Chile’s CO2 tax targets large factories and the electricity sector, covering about 55 per cent of the nation’s carbon emissions
The Bill taxes emissions from stationary atmospheric CO2, SO2, NOx and particulate matter (PM) sources. It is aimed at facilities with boilers or turbines that, together, add up to a heat output of at least 50 megawatts thermal (MWt). Specifically, Chile’s CO2 tax targets large factories and the electricity sector, covering about 55 per cent of the nation’s carbon emissions. In my view, pricing carbon is a crucial element in any attempt – local or international – to cut emissions and to stabilise the atmosphere to secure GHG levels. This was one of our main drivers in the design of the green tax package.
In 2009 Chile voluntarily announced its willingness to join a global effort to mitigate GHG emissions, pledging to take actions to reduce, by 2020, 20 per cent of projected emissions from 2007 through nationally appropriate mitigation actions. The challenge, in fact, goes beyond a national effort in the context of international negotiations.
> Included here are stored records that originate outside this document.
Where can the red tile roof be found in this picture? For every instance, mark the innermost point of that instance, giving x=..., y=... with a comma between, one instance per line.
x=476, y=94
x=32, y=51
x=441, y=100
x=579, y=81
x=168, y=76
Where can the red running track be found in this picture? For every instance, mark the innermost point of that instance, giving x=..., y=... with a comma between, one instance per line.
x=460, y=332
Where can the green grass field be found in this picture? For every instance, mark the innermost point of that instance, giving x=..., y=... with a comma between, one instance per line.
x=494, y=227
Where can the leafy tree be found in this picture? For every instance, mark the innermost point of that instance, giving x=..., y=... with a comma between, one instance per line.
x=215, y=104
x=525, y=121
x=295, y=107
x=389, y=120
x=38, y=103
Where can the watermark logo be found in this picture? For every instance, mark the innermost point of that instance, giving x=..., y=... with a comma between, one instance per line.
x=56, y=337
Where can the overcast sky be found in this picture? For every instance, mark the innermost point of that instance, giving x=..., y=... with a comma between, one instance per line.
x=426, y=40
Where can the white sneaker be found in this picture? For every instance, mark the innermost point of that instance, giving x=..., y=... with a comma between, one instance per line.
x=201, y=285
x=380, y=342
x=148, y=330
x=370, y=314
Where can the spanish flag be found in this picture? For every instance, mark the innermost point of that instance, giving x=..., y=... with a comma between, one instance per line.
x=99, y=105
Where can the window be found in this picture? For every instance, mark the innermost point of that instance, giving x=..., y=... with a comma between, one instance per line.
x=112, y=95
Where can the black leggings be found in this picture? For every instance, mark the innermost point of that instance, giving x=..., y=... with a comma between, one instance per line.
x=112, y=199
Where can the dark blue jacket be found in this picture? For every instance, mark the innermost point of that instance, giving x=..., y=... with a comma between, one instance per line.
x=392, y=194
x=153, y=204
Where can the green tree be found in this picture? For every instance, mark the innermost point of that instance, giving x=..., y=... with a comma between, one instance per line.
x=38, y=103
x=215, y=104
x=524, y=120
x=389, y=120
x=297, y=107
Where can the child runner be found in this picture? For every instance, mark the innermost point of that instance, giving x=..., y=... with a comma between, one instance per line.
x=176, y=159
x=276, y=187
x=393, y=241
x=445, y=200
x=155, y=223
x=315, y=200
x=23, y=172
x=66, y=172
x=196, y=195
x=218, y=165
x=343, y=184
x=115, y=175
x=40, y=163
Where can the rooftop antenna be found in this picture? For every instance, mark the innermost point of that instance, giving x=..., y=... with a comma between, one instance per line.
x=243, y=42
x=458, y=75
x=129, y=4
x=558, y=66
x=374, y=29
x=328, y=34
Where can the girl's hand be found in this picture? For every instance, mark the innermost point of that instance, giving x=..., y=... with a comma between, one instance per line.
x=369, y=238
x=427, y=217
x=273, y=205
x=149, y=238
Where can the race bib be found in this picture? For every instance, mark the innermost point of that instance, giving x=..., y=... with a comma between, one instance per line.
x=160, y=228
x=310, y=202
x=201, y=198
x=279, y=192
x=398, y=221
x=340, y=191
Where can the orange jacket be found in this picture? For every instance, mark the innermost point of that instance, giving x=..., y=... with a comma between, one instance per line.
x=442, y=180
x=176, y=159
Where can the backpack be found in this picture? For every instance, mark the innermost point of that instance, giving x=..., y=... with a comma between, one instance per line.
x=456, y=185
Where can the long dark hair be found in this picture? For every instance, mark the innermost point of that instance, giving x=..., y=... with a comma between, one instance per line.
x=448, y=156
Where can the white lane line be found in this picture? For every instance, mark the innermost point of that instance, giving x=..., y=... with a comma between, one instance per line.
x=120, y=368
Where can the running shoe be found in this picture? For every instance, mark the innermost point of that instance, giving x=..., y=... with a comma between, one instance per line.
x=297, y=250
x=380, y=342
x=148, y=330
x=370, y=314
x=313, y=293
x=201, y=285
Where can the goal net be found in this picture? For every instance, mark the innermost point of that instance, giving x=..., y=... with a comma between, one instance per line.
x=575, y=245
There is currently a growing conviction, which Chile shares, among UNFCCC parties and the international community that all countries must shift towards resilient low carbon development, especially in light of the dire consequences climate change has in store for the least advantaged. Today it is clear that climate change affects such aspects as national security, social development, competitiveness, job creation and equity. Therefore, as noted by President Michelle Bachelet (pictured about), equity and justice should be central elements of our climate action.
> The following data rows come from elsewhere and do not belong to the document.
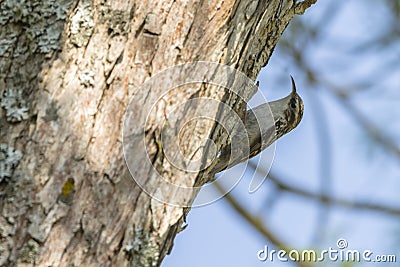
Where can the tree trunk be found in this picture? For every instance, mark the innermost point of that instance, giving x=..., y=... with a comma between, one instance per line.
x=68, y=72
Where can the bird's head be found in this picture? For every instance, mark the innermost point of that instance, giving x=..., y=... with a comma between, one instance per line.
x=287, y=112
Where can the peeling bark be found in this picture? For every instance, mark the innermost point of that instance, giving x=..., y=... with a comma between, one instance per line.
x=68, y=70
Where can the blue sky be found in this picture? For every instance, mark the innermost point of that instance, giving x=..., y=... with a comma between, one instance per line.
x=354, y=170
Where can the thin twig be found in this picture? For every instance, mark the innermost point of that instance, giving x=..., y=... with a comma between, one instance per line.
x=258, y=224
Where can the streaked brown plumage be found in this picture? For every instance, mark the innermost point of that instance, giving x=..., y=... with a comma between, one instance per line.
x=263, y=129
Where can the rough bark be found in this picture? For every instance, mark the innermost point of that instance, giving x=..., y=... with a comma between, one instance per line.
x=68, y=70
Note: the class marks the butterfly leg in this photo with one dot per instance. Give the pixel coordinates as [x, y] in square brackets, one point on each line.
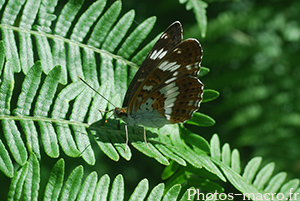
[145, 135]
[145, 138]
[126, 132]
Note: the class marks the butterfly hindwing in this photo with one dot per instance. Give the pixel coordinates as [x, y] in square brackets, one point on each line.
[173, 88]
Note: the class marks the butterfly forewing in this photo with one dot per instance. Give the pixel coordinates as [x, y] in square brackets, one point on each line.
[165, 44]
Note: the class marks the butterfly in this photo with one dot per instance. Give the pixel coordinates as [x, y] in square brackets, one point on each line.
[166, 88]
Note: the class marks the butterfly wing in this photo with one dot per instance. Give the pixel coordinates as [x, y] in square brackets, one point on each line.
[165, 44]
[168, 90]
[173, 89]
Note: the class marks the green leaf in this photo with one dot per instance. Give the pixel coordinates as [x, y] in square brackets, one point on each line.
[157, 192]
[101, 191]
[209, 95]
[6, 165]
[16, 186]
[200, 119]
[199, 8]
[72, 185]
[88, 188]
[117, 189]
[32, 181]
[140, 191]
[173, 193]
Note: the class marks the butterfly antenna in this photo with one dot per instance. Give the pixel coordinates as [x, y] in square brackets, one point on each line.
[95, 91]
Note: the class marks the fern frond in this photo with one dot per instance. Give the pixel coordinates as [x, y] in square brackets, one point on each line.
[199, 8]
[77, 187]
[254, 180]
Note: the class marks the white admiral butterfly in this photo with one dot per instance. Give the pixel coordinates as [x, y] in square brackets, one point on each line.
[166, 88]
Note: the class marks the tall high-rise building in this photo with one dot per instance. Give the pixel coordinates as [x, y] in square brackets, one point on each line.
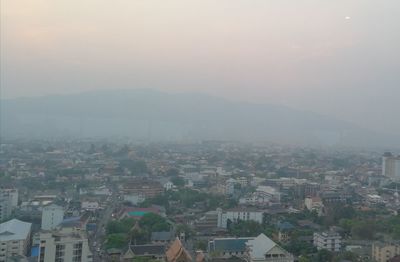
[8, 201]
[15, 236]
[52, 216]
[391, 166]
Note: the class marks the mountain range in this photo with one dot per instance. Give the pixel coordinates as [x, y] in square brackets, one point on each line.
[147, 114]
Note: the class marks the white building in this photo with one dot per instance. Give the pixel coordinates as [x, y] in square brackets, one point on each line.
[169, 186]
[15, 238]
[313, 203]
[8, 201]
[90, 205]
[391, 166]
[134, 199]
[66, 244]
[263, 249]
[236, 215]
[230, 186]
[263, 195]
[331, 241]
[52, 216]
Hence, among other things, our tax reform aims to internalise a negative externality, at the same time as showing Chile’s political commitment to contribute. Chile is a highly vulnerable country, and despite our marginal responsibility in global GHG emissions, we are ready to lead the way towards resilient low carbon development.
Application of green taxes
Starting January 2017, a tax will be levied on global and local pollutants from vehicles and stationary sources. Consistent with Chile’s international commitments and the observed global trends in carbon pricing, Chile has set the CO2 tax at US$5 per tonne of CO2 emissions.
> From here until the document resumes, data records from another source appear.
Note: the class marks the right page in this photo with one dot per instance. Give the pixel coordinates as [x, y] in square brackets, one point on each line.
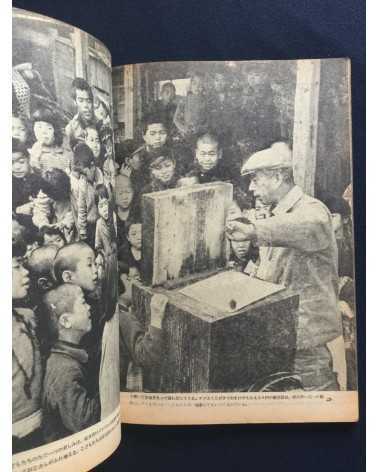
[235, 231]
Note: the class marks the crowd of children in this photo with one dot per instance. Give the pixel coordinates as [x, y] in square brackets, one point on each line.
[65, 289]
[76, 211]
[185, 143]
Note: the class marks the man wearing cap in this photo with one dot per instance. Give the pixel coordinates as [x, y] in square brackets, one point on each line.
[298, 250]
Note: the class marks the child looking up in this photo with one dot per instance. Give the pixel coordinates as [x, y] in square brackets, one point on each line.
[52, 207]
[126, 205]
[48, 151]
[155, 137]
[207, 166]
[105, 242]
[69, 404]
[20, 130]
[82, 96]
[92, 140]
[84, 177]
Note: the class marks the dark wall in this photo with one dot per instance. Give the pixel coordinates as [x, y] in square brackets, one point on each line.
[145, 30]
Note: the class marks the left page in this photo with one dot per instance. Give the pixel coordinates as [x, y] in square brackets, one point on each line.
[65, 361]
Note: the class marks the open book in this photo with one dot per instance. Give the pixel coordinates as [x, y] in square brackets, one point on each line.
[182, 244]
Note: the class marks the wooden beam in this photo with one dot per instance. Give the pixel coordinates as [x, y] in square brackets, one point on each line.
[306, 123]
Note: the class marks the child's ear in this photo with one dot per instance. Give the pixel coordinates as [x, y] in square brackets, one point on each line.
[65, 321]
[66, 276]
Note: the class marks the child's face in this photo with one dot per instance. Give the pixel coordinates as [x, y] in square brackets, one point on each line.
[53, 239]
[240, 248]
[100, 112]
[103, 208]
[164, 171]
[93, 141]
[135, 236]
[84, 104]
[81, 316]
[85, 275]
[168, 94]
[19, 130]
[20, 165]
[155, 135]
[196, 85]
[20, 279]
[90, 172]
[207, 155]
[109, 169]
[44, 133]
[124, 193]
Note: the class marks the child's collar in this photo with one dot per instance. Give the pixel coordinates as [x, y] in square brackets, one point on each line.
[73, 350]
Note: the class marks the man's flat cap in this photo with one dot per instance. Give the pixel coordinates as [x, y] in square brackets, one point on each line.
[278, 156]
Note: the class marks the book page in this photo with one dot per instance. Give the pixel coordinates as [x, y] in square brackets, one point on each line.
[65, 320]
[236, 260]
[230, 291]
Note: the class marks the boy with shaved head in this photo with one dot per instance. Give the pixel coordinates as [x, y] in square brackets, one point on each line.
[69, 404]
For local pollutants (PM, NOx, SO2), the design of the tax considers the social cost and recognises the differences in the carrying capacity of the local area where the polluting source is located (maximum people per surface area) and the exposed population, making it a pioneer tax instrument across the world. This translates into a tax per tonne that varies by pollutant and municipal commune (district).
Green taxes are recognised internationally as a central policy instrument in environmental management, since they have proved to be an ideal way to deliver appropriate signals to the market and modify behaviours that are harmful to the environment. The implementation of green taxes is a breakthrough in environmental issues in Chile, as it will allow producers to internalise negative externalities, and improve environmental conditions by reducing emissions of greenhouse gases.
Green taxes are recognised internationally as a central policy instrument in environmental management
But the initiative is not only important in itself, by reducing emissions from stationary sources; the legislation will also provide a clear signal to the private sector of the government’s commitment to decarbonise the energy matrix.
Moreover, the implementation of this tax will have enormous learning benefits. The tax generates not only a price signal but also, perhaps even more important, requires the state to build new institutional infrastructure that will boost our monitoring, reporting and verification capabilities.